Engineers at University of Sheffield in the U.K. devised a new method for attaching stem cells to eyes that can lessen the need for tissue banks and reduce the growth of scar tissue on the eye. The technology, designed to treat damage to the cornea, the transparent layer on the front of the eye, is described online in the journal Acta Biomaterialia (paid subscription required).
Standard treatments for corneal blindness are corneal transplants or grafting stem cells onto the eye using donor human amniotic membrane as a temporary carrier to deliver these cells to the eye. The treatment can fail after a few years, in some cases, if the repaired eyes do not retain these stem cells that perform constant repair of the cornea.
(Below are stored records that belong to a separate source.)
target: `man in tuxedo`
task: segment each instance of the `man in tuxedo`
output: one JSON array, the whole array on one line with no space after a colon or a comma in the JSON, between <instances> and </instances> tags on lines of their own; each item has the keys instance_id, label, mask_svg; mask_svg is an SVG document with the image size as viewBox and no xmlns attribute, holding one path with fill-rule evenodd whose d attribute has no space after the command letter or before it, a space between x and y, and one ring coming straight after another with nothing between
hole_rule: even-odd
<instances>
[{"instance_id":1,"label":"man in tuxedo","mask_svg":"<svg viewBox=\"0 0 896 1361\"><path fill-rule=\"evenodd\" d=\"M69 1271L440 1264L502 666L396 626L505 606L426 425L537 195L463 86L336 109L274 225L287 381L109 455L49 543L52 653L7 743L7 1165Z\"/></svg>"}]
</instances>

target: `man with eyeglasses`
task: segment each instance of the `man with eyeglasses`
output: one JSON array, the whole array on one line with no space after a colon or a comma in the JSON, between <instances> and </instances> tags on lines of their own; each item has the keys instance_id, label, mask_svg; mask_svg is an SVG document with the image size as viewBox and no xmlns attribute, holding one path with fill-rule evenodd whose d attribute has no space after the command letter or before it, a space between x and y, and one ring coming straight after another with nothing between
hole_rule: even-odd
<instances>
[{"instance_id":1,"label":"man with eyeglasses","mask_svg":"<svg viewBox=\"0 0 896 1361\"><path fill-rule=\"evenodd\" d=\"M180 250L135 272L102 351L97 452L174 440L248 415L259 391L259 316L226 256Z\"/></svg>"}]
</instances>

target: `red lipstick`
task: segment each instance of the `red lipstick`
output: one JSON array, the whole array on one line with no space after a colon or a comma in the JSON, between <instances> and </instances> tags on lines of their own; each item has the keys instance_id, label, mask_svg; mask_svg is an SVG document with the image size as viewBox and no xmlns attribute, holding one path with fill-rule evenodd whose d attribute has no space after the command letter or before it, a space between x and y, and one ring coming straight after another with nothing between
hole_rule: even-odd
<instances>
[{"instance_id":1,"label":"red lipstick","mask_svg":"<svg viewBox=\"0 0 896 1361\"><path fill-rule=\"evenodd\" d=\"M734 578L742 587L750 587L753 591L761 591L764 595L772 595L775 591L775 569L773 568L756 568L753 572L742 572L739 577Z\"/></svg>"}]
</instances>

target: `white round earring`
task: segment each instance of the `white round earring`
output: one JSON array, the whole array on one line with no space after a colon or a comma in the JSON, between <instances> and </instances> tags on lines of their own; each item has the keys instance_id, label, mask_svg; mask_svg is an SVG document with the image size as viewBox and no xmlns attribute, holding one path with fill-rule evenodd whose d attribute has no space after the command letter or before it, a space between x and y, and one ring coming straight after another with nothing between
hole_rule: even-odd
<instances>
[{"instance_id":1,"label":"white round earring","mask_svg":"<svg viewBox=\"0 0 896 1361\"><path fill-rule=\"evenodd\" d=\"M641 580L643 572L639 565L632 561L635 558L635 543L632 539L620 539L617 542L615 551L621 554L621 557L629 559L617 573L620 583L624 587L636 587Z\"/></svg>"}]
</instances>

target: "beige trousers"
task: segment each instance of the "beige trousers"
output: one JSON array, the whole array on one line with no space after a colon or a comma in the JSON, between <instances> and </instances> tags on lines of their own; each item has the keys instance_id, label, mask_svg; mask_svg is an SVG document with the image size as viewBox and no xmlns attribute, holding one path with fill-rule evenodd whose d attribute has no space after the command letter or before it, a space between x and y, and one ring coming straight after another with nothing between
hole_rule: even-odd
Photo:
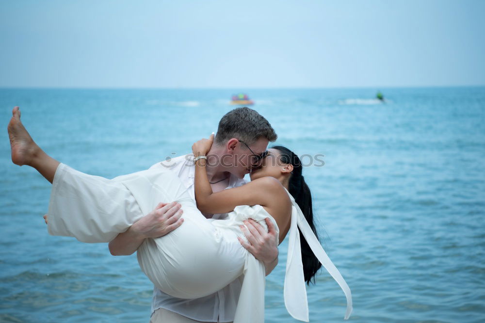
<instances>
[{"instance_id":1,"label":"beige trousers","mask_svg":"<svg viewBox=\"0 0 485 323\"><path fill-rule=\"evenodd\" d=\"M156 310L150 319L150 323L194 323L200 322L186 318L165 308Z\"/></svg>"}]
</instances>

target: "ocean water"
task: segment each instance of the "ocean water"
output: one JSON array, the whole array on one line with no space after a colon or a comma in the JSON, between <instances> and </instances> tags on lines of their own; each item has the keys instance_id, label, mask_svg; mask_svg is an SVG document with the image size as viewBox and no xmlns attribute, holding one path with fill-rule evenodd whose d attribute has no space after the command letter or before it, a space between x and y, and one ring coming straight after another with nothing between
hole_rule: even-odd
<instances>
[{"instance_id":1,"label":"ocean water","mask_svg":"<svg viewBox=\"0 0 485 323\"><path fill-rule=\"evenodd\" d=\"M135 256L48 234L50 184L10 161L14 106L48 153L112 178L189 152L233 92L0 89L0 321L147 322L152 290ZM385 104L375 92L247 91L276 143L308 164L323 245L352 291L350 321L485 322L485 88L386 89ZM287 242L267 277L267 322L296 322L283 298ZM307 294L310 322L343 321L326 271Z\"/></svg>"}]
</instances>

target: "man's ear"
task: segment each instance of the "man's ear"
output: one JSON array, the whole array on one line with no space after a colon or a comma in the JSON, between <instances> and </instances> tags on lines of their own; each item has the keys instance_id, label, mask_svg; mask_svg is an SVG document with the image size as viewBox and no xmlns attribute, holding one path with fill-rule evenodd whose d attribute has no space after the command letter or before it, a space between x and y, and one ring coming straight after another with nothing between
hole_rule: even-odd
<instances>
[{"instance_id":1,"label":"man's ear","mask_svg":"<svg viewBox=\"0 0 485 323\"><path fill-rule=\"evenodd\" d=\"M293 165L291 164L285 164L281 169L281 173L291 173L293 171Z\"/></svg>"},{"instance_id":2,"label":"man's ear","mask_svg":"<svg viewBox=\"0 0 485 323\"><path fill-rule=\"evenodd\" d=\"M236 146L237 146L238 144L239 143L239 141L236 139L235 138L231 138L227 141L227 143L226 144L226 148L230 153L232 153L234 152L234 149L236 149Z\"/></svg>"}]
</instances>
Thick white scar tissue can form on the cornea, causing partial or complete sight loss, if these repairs are not performed.
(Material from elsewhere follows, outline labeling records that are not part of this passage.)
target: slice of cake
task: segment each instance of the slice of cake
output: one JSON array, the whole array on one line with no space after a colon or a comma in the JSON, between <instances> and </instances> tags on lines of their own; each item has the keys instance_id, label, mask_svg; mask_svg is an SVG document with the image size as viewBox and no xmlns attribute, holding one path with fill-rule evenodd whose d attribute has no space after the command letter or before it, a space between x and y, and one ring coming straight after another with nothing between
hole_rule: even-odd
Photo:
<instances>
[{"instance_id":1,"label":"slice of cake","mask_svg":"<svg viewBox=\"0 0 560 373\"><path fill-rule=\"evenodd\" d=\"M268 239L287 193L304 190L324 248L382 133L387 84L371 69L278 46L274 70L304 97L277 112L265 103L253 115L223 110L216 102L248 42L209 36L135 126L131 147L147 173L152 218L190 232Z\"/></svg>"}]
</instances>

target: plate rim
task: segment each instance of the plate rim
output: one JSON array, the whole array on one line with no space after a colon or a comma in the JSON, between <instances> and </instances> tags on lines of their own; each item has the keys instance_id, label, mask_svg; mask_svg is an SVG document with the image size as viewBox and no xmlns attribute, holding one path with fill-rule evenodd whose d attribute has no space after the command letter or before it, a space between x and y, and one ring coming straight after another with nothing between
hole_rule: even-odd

The technique developed by the Sheffield team, led by first author and EPSRC Fellow Ílida Ortega Asencio, produces membranes to help in the grafting of stem cells onto the eye, mimicking structural features of the eye itself. (EPSRC is the Engineering and Physical Science Research Council, a science funding government agency in the U.K.) “The disk has an outer ring containing pockets into which stem cells taken from the patient’s healthy eye can be placed,” says Ortega Asencio. “The material across the center of the disk is thinner than the ring, so it will biodegrade more quickly allowing the stem cells to proliferate across the surface of the eye to repair the cornea.”
The Sheffield team adapted techniques from the semiconductor and advanced materials industries, such as microstereolithography and electrospinning, to make a disk of biodegradable material, which can be fixed over the cornea. The disk is loaded with stem cells, which then multiply, allowing the eye to heal naturally.
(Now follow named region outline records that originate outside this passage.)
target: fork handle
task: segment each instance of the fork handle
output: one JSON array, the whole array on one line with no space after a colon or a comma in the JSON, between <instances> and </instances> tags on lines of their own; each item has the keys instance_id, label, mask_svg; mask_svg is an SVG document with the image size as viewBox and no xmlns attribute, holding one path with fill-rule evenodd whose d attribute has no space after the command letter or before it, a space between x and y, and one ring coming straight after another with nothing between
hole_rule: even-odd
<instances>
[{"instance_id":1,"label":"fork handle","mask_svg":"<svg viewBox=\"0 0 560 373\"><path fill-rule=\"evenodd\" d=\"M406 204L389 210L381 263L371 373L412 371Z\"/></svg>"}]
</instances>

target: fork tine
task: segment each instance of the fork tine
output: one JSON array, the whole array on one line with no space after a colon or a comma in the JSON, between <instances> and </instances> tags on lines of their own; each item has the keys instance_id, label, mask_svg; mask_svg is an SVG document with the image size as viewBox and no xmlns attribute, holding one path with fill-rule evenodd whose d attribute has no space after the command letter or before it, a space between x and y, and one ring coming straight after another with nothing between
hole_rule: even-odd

The disk contains niches or pockets to house and protect the stem cells, resembling the niches found around the rim of a healthy cornea. The researchers designed the small pockets built into the membrane to help cells group together and act as a reservoir of healthy replacement stem cells in the eye.
Early applications of this technique are expected to be in the developing world, where treating corneal blindness is a particularly pressing problem, from high rates of chemical or accidental damage to the eye. In addition, complex treatments such as transplants or amniotic membrane grafts are not available to a large part of the population.
The researchers tested the stem cell disks on lab rabbits that engineering professor and co-author Sheila MacNeil says, “have shown that the membranes will support cell growth.” The next stage says MacNeil is clinical trials with patients at the LV Prasad Eye Institute in Hyderabad, India.
“One advantage of our design is that we have made the disk from materials already in use as biodegradable sutures in the eye so we know they won’t cause a problem in the body,” adds MacNeil. “This means that, subject to the necessary safety studies and approval from Indian regulatory authorities, we should be able to move to early stage clinical trials fairly quickly.”
More generally, says Sheffield materials science professor and co-author Frederik Claeyssens, the new technique can reduce the need for tissue banks that generate the cultured cells from donor tissue, but also raise risks of disease transmission with living human tissue. “By using a synthetic material, it will eliminate some of the risk to patients and be readily available for all surgeons,” says Claeyssens. “We also believe that the overall treatment using these disks will not only be better than current treatments, it will be cheaper as well.”